Known as the single transferable vote or ranked choice voting, it does not guarantee a purer proportionality favored by some democracies. But it does mean the winner is a majority one with the broadest support in the district. It does allow more parties and candidates to compete without being “spoilers” or fracturing the vote. In the end, voters get to hear a more robust debate on issues and have more choices where the winner and overall result will be more a consensus choice.

It’s long time to bid cheerio to plurality “first-past-the-post” voting in England. Fine for 18th century. Not at all appropriate for democracy today in England or inhere the US and other former British colonies that still have it. (Not Australia or New Zealand, they graduated to more competitive and represented voting methods years ago).

The fate of voting in Britain is worth following. Change there could finally move the debate higher on the agenda of the US, mired like our English cousin in the zero sum dynamic of winner-take-all plurality rules.

2 comments:

Joyce McCloy said...

IRV often fails to provide a majority win, and in San Francisco, the largest US jurisdiction to use IRV it almost always provides a plurality win. It did one time help elect Ed Jew, but he didn't get to serve his term as he was soon charged with some felonies including bribery, and he also did not reside in the district he was elected to serve over. Jew was convicted of the felonies.

Some people who initially like the idea of IRV do change their minds when they see how IRV works in real elections.

IRV is not additive, so you can't tally the votes at the polling places where cast. It requires more complex software if you are using voting machines to tally it.

IRV doesn't help third parties, San Francisco does not have any elected officials from third parties.

The problem with the UK election sounds like really bad planning plus bad voter enfranchisement laws.

For sure, if the UK can't handle simple elections, they certainly can't handle more complex voting methods like IRV. Just look at Scotland's 2007 election, first time using voting machines and STV. What a mess.

Unknown said...

Great blogpost.

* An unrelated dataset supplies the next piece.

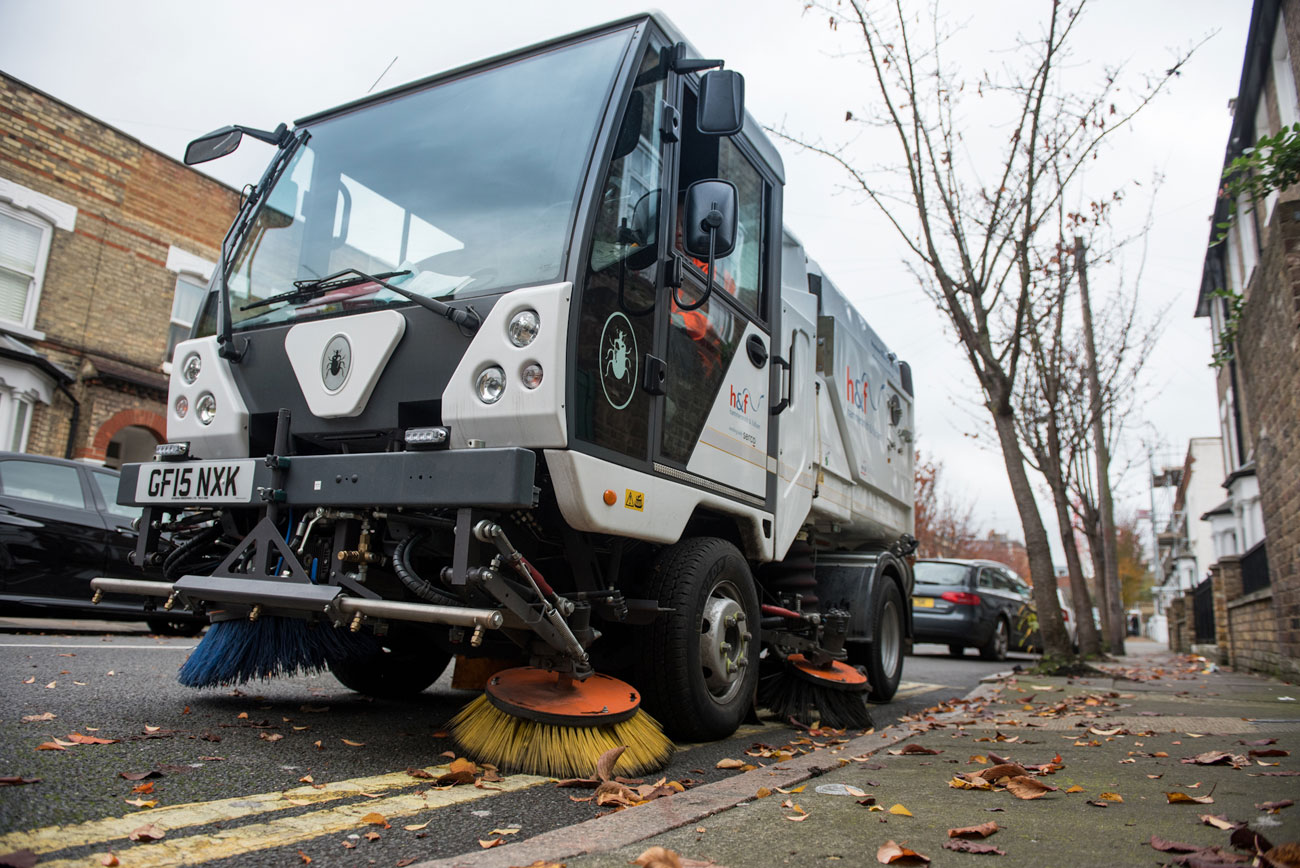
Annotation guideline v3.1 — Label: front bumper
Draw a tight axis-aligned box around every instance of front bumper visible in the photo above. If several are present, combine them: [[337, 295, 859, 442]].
[[117, 447, 537, 509]]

Now the Conservatives have agreed to put instant runoff voting on the national ballot for a referendum, and talk of proportional votng.

As to the comment from Voter/Joyce McCloy, her scattershot critique can be answered by reviewing sites like: ttp://www.irvfactcheck.blogpost.com/

Among other things, note:

1) Instant runoff voting elects the majority choice once the field is narrowed to two - just as traditional runoffs do.

2) Scots overwhelmingly support proportional voting, according to recent polls, so Joyce's take on 2007 elections doesn't fit with how they experienced it directly.

3) San Francisco has nonpartisan elections. Candidates registered as non-major party candidates have won seats, but more broadly, the Board is very diverse by other measures of diversity. Still, IRV is a majoritarian system, not a proportional voting one. It accommodates choice in elections, not necessarily providing fair representation to those in the minority.